In high school, she dreamed of becoming a medical doctor, until she was invited to hear a panel of nurses discuss the nature of their work.
“They talked about how hands-on they were and the impact they’ve made on hundreds of lives,” said Grimes, 27, who started Milligan’s highly-respected nursing program after graduating from Middle Tennessee State University. “That stayed with me. I wanted to be a patient’s first face.”
When she graduates Milligan College tomorrow, May 7, with her Bachelor of Science in Nursing, Grimes will begin her journey of impacting lives. She was accepted into Vanderbilt University Medical Center’s highly-competitive nurse intern program, which she will begin in August.

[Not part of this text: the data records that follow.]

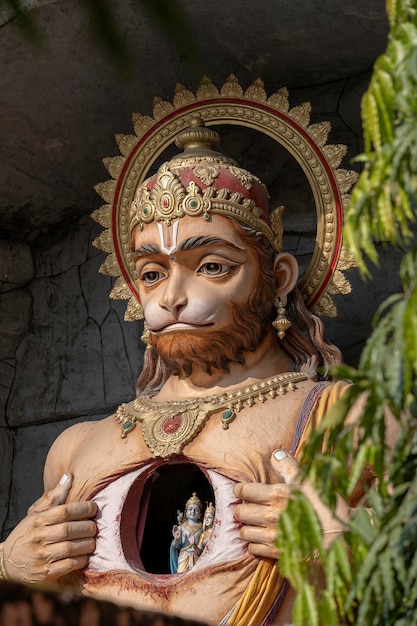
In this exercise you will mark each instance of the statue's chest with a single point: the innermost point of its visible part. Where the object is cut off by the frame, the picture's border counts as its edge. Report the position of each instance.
(139, 507)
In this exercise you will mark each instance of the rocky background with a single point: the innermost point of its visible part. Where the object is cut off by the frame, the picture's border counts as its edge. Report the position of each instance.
(65, 352)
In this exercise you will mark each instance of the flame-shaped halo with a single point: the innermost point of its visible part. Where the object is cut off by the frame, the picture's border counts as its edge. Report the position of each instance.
(271, 116)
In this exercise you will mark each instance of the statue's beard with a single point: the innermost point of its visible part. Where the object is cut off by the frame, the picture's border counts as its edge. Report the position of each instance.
(182, 352)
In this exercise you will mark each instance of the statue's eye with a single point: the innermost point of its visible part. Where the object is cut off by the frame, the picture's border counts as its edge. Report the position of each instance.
(152, 277)
(214, 269)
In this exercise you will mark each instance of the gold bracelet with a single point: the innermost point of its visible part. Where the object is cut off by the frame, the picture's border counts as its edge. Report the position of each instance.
(3, 575)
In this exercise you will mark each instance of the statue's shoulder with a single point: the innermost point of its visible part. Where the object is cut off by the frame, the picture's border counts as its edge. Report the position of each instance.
(62, 450)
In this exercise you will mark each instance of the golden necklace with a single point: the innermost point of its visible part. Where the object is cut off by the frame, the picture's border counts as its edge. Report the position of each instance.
(168, 427)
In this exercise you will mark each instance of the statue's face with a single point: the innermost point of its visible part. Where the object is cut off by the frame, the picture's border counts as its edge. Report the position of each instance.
(191, 273)
(193, 513)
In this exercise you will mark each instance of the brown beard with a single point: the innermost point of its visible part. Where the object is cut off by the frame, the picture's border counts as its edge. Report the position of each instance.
(181, 352)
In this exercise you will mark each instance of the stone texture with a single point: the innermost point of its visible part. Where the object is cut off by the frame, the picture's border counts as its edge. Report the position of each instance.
(65, 350)
(6, 467)
(15, 313)
(30, 450)
(60, 109)
(16, 264)
(79, 358)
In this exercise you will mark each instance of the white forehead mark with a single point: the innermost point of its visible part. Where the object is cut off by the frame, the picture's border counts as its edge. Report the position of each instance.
(162, 232)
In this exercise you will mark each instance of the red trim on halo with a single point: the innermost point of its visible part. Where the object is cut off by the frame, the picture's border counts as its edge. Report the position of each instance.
(259, 105)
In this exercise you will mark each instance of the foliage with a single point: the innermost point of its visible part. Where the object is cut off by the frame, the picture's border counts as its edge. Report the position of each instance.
(371, 572)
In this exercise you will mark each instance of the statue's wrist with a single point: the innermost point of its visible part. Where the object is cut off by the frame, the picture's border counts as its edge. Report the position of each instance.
(3, 575)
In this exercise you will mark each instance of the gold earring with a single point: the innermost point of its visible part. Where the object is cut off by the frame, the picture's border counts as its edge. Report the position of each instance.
(281, 323)
(146, 336)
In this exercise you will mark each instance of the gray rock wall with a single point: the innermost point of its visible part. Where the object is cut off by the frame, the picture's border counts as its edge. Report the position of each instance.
(65, 352)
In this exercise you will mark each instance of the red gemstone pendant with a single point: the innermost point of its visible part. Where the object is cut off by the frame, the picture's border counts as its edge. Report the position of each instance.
(172, 424)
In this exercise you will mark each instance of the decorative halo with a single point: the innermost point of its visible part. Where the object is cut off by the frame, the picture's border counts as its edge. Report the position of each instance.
(271, 116)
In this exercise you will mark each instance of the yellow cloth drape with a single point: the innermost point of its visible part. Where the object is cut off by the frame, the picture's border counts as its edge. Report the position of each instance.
(266, 582)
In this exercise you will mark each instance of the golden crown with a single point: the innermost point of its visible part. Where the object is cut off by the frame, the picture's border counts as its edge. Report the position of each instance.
(194, 500)
(201, 181)
(210, 509)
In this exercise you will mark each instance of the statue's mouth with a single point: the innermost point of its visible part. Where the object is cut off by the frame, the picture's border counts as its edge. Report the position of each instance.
(179, 326)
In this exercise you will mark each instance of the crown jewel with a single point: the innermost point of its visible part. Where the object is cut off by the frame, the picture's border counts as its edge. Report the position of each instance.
(201, 181)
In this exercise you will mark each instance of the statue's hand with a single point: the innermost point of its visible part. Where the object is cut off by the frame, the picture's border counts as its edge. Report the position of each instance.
(54, 539)
(263, 504)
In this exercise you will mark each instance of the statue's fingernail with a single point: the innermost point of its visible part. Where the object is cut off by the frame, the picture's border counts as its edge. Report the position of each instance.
(280, 454)
(64, 479)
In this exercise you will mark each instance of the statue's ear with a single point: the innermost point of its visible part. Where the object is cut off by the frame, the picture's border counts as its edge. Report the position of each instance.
(286, 275)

On Thursday, Grimes, along with 32 other Milligan nursing students, were initiated into the professional practice of nursing through a unique and highly symbolic pinning ceremony at the college.
“To me, it meant that this is real,” said Heather Greene of Elizabethton, Tennessee, regarding the ceremony. “The faculty have given us their blessing to conquer the world of nursing.”
“I count it a privilege to have been part of all 20 pinning ceremonies,” said Dr. Melinda Collins, associate dean of the School of Sciences and Allied Health and Mountain States Health Alliance chair of nursing. “I am so very proud of all the graduates as they join what will now be 357 alumni who are living out the mission of Milligan College by providing nursing servant leadership around the globe.”
After graduating and completing the licensure examination, Greene will transition from working as a licensed practical nurse (LPN) to a registered nurse (RN) at the Mountain Home VA Medical Center in Johnson City, Tennessee.
Greene–who at 33 already has a busy life as a wife, mother and full-time LPN–said continuing her education as a non-traditional student was a wonderful experience.
“Milligan embraced me,” said Greene, who has always dreamed of attending the college. “The students who live on campus were incredibly welcoming to older students.”
Both Grimes and Greene agreed that one of the best parts of the program is the accessibility of the faculty.
“From the second I was accepted, I spoke to Dr. Collins often,” said Grimes, “and it’s very rare that you speak with the dean of your college’s program. I really appreciated that.”
Greene believes that becoming a nurse is at the core of Milligan’s mission: to train servant leaders.
“You can tell when a nurse has gone to Milligan,” said Greene. “They have a servant mindset.”